Prior FPGA works (zhang2015optimizing, ; ovtcharov2015accelerating, ) mostly focus on optimizing general convolution (CONV) layers. However, recent trend shows that state-of-the-art neural network architectures (szegedy2015going, ; abdi2016multi, ) tend to contain the topology of parallel branches, which are then merged through filter concatenation or summation. It is noticed that jointly optimizing a single acceleration engine for all layers of the deep networks leads to dynamic underutilization of resources (shen2016overcoming, ). This effect is especially acute on these advanced CNN structures with branches, since each branch would most likely carry different sizes and dimensions of convolutions. Also, past approaches did not exploit the attribute that individual branches are independent, thus do not utilize the opportunity to concurrently execute the parallelizeable CONV branches. To overcome this problem, one solution is to implement multiple CONV engines that are specifically designed for each or subsets of layers. To achieve minimum overall latency, a resource partition solution has been proposed (zhang2017high, ). We extend such resource allocation strategy to exploit the intra-module parallelism of the multi-branch topology to attain better latency.
Besides hardware-specific tricks, researchers also look into algorithmic improvements to accelerate convolution computation. Researchers (vasilache2014fast, ) exploit the equivalency between convolutions in spatial domain and element-wise multiplications in frequency domain. This method allows us to mathematically reduce the computation complexity with FFT-based convolution. More recently, the Winograd minimal-filter based convolution algorithm has been introduced (lavin2016fast, )

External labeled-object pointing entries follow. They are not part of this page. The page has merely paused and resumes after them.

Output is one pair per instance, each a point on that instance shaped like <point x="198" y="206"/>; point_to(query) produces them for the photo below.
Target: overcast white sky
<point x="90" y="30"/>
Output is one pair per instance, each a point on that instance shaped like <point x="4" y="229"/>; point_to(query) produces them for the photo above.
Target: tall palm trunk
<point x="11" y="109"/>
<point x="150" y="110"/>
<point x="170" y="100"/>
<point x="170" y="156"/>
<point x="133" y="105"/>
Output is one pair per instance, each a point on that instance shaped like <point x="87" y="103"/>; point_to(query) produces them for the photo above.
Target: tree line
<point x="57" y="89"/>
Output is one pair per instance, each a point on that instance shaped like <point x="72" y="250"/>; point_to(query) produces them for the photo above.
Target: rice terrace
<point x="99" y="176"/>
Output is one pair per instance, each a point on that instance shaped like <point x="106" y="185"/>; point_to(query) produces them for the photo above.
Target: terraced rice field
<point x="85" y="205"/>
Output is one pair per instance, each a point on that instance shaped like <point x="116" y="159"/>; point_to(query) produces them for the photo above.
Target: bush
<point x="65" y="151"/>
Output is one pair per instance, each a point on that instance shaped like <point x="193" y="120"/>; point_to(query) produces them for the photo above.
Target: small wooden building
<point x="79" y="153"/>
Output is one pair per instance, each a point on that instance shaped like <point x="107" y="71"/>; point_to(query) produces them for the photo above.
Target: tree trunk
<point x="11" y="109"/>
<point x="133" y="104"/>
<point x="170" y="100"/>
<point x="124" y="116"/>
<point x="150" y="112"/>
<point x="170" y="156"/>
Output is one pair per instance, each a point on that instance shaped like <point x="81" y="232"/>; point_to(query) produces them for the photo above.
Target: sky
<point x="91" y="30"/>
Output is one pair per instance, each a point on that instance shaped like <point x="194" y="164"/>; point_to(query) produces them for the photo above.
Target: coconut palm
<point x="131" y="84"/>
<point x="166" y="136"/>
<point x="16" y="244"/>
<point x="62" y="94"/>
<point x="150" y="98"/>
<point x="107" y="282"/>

, and it is suitable for small kernel sizes and strides. Although works have been done to adopt the FFT-based

(zhang2017frequency, ) and Winograd-based (aydonat2017opencl, )

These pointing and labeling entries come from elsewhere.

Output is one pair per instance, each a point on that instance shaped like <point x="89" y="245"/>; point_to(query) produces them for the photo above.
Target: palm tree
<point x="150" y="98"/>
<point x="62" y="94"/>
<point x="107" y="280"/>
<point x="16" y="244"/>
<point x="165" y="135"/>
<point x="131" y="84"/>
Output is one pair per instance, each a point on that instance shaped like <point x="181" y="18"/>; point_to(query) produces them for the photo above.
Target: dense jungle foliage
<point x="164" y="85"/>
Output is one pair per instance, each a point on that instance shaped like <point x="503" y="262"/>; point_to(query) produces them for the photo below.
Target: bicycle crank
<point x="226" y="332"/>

algorithms to accelerate convolution on FPGAs, to the best of our knowledge, there is no work on combining the two fast algorithms to adapt to different sizes of convolutions so as to obtain better performance. In our work, we analyze and explore the properties of both FFT and Winograd-based convolution algorithms, and propose a heuristic methodology to design a hybrid accelerator for different convolutions. To summarize, this work highlights the following contributions:

We analyze the FFT and Winograd convolution algorithms, and explore the design space to find the suitable sizes and depths for applying each algorithm respectively. The analysis is incorporated in a general methodology to design a hybrid convolution algorithm for FPGAs.
We propose a novel resource allocation scheme that considers the intra-module parallelism of the recently invented CNN topology with branches, and minimize the overall system latency. We implement an algorithm to quickly find optimal resource partition parameters on HLS tools.
We design a template based reconfigurable HLS IP specifically targeting the Inception module, which features parallel convolution branches (szegedy2015going, ). Using the IP, we implement a face recognition system that is built upon Inception V2. We achieve better performance and energy-efficiency compared to GPUs and previous implementation of GoogLeNet on FPGAs (zhang2017frequency, ).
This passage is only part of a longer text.